July 28, 2012

No. 163

“Yep. You’ve got freezer demons,” said the pest-control man.
I had never heard this term before.
“What are those?” I asked him. I wanted to see where this went.
“Demons, girl, weren’t you listening? Set up in your freezer. Cause the burning.”
“Freezer burn is caused by demons?”
I suspected this fellow had no idea what he was talking about.
“A-yep,” he repeated, adjusting a tool belt and clearing his throat.
“And how much will it cost me to get rid of them?”
Now I was just toying with him.
He scratched his special area before he replied. “Reckon about seven thousand dollars, to be safe. Six, if you pay cash.”
“Why wouldn’t I just buy a new fridge? Surely that would be less.”

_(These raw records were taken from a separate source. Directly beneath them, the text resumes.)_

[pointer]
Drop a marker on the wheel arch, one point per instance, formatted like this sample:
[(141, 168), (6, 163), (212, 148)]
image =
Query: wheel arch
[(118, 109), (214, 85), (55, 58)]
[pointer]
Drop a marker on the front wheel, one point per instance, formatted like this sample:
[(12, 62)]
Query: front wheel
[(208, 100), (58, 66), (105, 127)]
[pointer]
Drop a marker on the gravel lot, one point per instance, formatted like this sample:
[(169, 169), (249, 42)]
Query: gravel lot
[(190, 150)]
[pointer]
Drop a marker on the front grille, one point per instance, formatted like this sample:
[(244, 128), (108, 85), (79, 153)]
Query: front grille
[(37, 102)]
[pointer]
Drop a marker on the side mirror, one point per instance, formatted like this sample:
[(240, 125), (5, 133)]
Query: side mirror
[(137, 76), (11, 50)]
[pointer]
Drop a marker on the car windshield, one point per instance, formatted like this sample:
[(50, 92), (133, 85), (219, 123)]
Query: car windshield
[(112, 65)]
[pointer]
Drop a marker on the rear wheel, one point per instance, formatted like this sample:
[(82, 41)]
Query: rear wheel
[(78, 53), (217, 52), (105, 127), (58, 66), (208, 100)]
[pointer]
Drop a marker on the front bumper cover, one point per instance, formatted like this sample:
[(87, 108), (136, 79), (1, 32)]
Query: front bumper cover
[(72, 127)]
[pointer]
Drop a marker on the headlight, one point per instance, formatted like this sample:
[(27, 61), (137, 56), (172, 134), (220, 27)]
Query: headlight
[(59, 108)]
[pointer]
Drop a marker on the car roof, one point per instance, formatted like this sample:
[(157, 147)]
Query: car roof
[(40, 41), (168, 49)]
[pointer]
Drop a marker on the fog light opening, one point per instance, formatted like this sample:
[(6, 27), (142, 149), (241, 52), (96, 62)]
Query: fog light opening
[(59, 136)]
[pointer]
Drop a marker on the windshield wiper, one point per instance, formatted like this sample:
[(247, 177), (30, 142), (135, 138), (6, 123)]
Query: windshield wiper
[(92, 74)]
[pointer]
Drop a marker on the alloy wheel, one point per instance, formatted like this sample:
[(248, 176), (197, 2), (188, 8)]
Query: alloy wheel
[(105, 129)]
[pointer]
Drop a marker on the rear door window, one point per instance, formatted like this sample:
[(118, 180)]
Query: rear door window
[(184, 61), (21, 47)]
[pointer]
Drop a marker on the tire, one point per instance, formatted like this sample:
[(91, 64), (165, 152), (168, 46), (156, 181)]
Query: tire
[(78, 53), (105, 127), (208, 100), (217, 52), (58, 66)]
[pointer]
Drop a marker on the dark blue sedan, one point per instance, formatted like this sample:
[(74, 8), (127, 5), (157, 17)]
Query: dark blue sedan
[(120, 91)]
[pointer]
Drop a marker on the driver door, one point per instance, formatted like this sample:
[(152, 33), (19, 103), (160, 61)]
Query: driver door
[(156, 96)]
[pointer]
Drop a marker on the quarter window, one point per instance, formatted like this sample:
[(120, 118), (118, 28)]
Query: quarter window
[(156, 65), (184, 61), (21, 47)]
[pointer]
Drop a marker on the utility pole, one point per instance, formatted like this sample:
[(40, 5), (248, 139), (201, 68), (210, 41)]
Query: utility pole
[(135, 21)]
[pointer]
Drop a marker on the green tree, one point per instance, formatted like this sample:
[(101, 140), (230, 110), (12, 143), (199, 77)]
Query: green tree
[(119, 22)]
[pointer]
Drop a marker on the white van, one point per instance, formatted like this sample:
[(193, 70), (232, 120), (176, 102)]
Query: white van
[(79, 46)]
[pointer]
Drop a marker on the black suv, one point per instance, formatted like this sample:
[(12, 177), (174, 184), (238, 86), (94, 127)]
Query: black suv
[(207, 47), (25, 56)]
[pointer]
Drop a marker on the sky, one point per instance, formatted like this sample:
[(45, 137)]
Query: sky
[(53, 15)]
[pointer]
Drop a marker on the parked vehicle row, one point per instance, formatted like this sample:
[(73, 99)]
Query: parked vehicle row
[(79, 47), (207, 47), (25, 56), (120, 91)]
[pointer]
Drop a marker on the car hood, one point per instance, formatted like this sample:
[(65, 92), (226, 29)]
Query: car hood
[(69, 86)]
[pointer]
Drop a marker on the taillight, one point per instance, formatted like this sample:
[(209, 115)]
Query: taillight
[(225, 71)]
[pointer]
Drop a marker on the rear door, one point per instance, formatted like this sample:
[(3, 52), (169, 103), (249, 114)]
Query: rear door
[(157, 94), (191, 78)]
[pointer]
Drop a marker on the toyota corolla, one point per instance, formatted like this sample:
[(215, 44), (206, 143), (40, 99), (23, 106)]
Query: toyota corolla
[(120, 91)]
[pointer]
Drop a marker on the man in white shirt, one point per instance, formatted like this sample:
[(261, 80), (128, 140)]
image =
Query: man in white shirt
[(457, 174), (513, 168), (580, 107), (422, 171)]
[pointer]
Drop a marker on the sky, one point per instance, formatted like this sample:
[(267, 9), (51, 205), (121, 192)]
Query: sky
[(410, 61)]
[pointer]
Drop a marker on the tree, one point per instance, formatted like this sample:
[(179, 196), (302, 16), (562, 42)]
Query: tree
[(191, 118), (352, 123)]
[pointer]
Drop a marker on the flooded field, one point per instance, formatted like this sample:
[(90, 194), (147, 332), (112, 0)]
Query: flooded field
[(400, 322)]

“You could do that. Or call the refridgetrician man out. I guarantee they’d be back, though. Got a spray in my van, -‘ll get ‘em real good.”
“I’ll consider it.”
“You might not last the night!” he warned ominously.
I rolled my eyes, making sure that he didn’t see.
“I’m sure I’ll be fine. I’ve kept them at bay this long.”
 I escorted him to the door and watched as he got into his battered pick-up truck and drove away. I picked up the phone and dialed my friend.
He didn’t answer, so I left a message.
“Reg, thanks for the referral. I had your cousin come by about the termites, but I think I’m going to go with somebody else.”